All downstream VCF filtering is managed by VCF_Basic_filtering.sh. This step is repeated for different subsetting scenarios. The script takes an unfiltered VCF and user-specified parameters for minimum read depth (20), maximum degree of missingness per SNP (7.5%) and a minimum threshold for the frequency of the minor allele (5%). The script also calculates the maximum read depth threshold (mean RD + 2 x standard deviation from the mean RD, which translates to removing the top ~2.45% of sites based on RD) and applies it. Finally, the script applies the HDplot mask.
The thresholds for each of the user-specified parameters was determined by trial-and-error. Each possible output was evaluated using a combination of the script AF_validation.Rmd and observing VCF_Basic_filtering.sh’ output for missingness per sample (.imiss files).
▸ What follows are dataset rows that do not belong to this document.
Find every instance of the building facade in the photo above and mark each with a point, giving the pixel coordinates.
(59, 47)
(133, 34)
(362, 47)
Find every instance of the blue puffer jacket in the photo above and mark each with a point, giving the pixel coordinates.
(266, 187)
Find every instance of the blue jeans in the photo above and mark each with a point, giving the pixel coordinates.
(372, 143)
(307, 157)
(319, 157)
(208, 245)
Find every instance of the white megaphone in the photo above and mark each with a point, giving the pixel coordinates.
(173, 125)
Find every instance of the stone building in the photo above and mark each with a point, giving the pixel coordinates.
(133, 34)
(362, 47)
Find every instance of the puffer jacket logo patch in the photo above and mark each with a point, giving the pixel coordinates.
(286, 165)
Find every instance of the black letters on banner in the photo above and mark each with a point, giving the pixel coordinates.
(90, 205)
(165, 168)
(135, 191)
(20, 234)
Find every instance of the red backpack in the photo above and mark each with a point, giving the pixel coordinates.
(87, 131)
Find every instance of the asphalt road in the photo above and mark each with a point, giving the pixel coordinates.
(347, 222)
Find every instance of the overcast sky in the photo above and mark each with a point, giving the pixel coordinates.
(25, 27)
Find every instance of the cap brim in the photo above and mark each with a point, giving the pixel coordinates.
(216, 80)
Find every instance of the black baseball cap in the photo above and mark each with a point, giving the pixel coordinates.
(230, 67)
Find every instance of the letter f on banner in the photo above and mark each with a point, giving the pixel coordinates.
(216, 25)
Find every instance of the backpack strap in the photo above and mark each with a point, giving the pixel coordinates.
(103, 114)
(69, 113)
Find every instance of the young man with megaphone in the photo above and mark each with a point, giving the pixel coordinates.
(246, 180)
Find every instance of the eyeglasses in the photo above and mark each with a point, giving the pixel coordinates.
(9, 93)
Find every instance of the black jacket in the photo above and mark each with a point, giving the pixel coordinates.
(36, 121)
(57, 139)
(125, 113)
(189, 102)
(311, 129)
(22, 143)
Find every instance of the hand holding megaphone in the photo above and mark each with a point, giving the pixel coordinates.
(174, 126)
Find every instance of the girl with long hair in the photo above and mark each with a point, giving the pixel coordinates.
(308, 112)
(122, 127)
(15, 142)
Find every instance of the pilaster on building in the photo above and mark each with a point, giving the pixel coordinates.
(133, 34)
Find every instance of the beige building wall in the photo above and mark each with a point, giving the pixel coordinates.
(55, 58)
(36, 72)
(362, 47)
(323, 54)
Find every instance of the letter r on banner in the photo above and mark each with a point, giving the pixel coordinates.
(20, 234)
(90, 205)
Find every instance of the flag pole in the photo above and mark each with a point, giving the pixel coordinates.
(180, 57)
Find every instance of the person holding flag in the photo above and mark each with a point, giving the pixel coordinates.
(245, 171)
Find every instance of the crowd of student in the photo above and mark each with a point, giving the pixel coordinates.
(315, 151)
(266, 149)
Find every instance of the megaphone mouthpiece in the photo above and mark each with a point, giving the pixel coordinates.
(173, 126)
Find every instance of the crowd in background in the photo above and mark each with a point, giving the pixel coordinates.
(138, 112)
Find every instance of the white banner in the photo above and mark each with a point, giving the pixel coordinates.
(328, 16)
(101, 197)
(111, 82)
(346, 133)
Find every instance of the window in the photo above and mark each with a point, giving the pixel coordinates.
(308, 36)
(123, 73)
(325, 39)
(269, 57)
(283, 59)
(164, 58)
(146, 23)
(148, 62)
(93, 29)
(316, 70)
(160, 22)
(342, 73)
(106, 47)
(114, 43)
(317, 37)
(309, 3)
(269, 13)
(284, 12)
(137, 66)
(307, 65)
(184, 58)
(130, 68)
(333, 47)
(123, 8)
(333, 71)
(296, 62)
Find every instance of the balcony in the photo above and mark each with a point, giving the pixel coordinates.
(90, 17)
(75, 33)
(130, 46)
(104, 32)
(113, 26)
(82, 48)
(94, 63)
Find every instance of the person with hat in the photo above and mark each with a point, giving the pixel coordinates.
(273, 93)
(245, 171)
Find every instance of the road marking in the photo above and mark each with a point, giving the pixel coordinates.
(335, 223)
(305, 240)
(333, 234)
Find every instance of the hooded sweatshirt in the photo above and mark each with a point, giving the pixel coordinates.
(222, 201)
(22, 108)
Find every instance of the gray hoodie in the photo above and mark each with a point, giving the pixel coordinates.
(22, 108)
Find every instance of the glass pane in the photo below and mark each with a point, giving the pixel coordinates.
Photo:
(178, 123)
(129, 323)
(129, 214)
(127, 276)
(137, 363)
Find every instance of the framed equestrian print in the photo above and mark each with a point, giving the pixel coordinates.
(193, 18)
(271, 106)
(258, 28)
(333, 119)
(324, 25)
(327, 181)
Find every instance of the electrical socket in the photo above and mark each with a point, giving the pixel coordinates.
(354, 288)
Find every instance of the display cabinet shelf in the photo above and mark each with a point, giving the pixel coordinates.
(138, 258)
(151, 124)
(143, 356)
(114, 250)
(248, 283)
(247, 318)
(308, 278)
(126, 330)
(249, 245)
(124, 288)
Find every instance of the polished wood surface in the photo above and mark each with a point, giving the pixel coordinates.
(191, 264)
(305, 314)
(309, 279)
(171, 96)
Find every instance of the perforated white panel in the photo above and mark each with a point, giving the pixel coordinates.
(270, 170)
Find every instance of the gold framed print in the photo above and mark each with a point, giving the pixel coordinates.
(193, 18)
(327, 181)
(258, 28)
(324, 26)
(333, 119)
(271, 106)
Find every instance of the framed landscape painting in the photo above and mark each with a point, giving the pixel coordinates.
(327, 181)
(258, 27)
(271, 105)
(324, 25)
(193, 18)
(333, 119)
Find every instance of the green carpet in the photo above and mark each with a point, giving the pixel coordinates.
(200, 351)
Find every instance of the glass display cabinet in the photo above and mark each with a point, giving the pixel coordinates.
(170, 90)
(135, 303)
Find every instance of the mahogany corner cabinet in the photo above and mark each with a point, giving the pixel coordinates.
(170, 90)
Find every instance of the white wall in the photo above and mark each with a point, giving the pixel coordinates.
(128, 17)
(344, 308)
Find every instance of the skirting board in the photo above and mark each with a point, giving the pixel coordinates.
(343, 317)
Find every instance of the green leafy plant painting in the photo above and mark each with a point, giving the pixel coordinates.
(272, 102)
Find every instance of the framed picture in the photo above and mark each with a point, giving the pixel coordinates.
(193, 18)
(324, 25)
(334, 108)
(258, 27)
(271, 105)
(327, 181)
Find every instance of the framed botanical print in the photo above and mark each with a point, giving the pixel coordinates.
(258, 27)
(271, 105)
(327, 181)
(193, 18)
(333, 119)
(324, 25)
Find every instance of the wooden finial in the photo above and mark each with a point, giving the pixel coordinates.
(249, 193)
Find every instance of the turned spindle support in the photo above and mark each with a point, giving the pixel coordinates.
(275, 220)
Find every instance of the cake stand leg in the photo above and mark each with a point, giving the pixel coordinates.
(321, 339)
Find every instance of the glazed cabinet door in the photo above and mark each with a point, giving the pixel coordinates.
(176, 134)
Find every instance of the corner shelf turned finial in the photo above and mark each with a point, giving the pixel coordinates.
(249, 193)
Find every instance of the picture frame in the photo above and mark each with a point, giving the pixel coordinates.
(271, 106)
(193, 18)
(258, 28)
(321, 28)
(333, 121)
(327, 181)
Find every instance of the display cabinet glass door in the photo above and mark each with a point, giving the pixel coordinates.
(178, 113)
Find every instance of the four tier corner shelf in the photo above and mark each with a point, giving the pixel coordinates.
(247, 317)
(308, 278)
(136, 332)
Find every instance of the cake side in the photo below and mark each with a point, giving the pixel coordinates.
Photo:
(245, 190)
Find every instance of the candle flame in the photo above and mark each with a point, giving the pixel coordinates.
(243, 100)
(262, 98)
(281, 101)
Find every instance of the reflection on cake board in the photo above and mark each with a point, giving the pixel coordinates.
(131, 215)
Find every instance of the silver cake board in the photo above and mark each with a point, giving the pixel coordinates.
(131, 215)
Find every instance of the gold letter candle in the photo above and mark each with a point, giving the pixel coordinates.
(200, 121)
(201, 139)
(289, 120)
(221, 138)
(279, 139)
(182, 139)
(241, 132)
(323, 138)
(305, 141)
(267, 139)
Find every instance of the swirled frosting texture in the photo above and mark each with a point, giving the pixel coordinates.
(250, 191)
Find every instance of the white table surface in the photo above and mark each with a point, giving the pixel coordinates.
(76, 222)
The thresholds that were used to construct final VCFs were as follows:
min RD = 20 Ideally this threshold would be set to 40 to acknowledge the on average 20x2 alleles that are present in a pool and can theoretically contribute reads. A lack of reads forces us to set the threshold much lower. We see little meaningful increase in AF accuracy as minimum read depth is increased to for instance 25 or 30, but we do see a significant drop in the number of SNPs that are retained. Since our downstream analyses are exploratory in nature, trading marginal gains in accuracy for large losses in breadth of coverage are not worthwhile.
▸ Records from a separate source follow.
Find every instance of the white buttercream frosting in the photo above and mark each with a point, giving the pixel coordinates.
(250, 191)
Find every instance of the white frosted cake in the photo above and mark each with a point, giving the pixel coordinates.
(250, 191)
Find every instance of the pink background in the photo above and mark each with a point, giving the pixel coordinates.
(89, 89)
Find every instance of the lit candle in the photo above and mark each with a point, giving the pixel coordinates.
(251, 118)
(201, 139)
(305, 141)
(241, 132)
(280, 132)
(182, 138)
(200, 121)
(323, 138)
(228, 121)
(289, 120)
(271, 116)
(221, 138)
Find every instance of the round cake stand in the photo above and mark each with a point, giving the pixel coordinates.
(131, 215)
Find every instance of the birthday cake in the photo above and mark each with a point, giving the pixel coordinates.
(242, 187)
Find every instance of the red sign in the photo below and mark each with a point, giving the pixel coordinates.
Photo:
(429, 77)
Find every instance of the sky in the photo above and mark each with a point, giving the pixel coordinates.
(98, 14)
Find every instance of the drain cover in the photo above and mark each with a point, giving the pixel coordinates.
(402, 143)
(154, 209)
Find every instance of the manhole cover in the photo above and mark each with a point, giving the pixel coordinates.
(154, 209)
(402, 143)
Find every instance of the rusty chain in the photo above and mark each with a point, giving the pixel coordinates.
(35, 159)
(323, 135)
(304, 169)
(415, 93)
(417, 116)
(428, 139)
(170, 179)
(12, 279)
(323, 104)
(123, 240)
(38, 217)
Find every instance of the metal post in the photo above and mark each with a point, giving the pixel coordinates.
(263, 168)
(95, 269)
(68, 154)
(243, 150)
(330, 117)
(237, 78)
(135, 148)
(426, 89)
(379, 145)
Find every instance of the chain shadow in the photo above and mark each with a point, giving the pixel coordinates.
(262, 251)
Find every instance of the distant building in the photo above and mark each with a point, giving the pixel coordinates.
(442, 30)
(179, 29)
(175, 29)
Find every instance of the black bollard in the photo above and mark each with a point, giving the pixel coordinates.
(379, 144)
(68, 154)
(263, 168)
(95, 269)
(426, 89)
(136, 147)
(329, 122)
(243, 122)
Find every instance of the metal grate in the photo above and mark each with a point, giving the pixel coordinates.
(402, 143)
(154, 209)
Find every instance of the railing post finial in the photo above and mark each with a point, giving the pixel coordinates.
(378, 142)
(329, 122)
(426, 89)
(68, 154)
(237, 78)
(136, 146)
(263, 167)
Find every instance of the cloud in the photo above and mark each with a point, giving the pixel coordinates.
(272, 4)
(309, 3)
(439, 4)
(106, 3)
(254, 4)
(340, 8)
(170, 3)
max per-SNP missingness = 0.075 (7.5%) This threshold was informed by the degree of missingness across a sample. For imputation in LFMM, this is ideally kept under 10%. Since we cannot afford to lose samples (which would lead to issues in the power of our downstream analyses), we have to allow for some missingness on a per-SNP level. 7.5% was the lowest threshold we could apply across all relevant VCFs such that per-individual missingness never exceeded 10%.
min frequency of the minor allele = 0.05 (5%) This threshold is purely mathematical: since the minimum per-sample number of reads present at any locus is 20, the minimum contribution of an allele would be 5% of the reads. Any lower, and it becomes very likely that it is a sequencing error instead of an actual allele. In general, a MAF filter of 5% is frequently used in outlier tests.
The script Make_Frequency_Table.sh was used to generate allele frequency tables corresponding to each of the VCFs. This script is entirely custom to our application of poolseq/VarScan. These allele frequency tables can be used for downstream analyses using e.g. LFMM.
To evaluate whether allele frequencies (AF) were accurately recovered from Pool-seq data, the trees comprising populations 305 and 312 were sequenced individually in addition to pool sequencing. These two populations were selected as representative examples of a population with samples of typical DNA concentration (305, ~40ng/μL) and low DNA concentration (312, ~8ng/μL). All the filters described in the VCF filtering section were applied to both the individuals- and the pool-VCF and no missing data were retained. AF for both data sets were extracted using a custom script (Make_Frequency_Table.sh). The accuracy of the Pool-seq-retrieved AF were assessed by calculating correlation coefficients and mean absolute errors. To graphically validate results, we plotted (i) 2D-histograms of AF from ind- and pool-seq, (ii) pool-seq minor allele frequency vs AF differences (Pool AF - Ind AF), and (iii) unfolded AF spectrums. To investigate whether an increase of the read depth threshold was associated with a substantial increase in AF accuracy, the above comparisons were performed for SNPs called for minimum read depths of 20 and 30.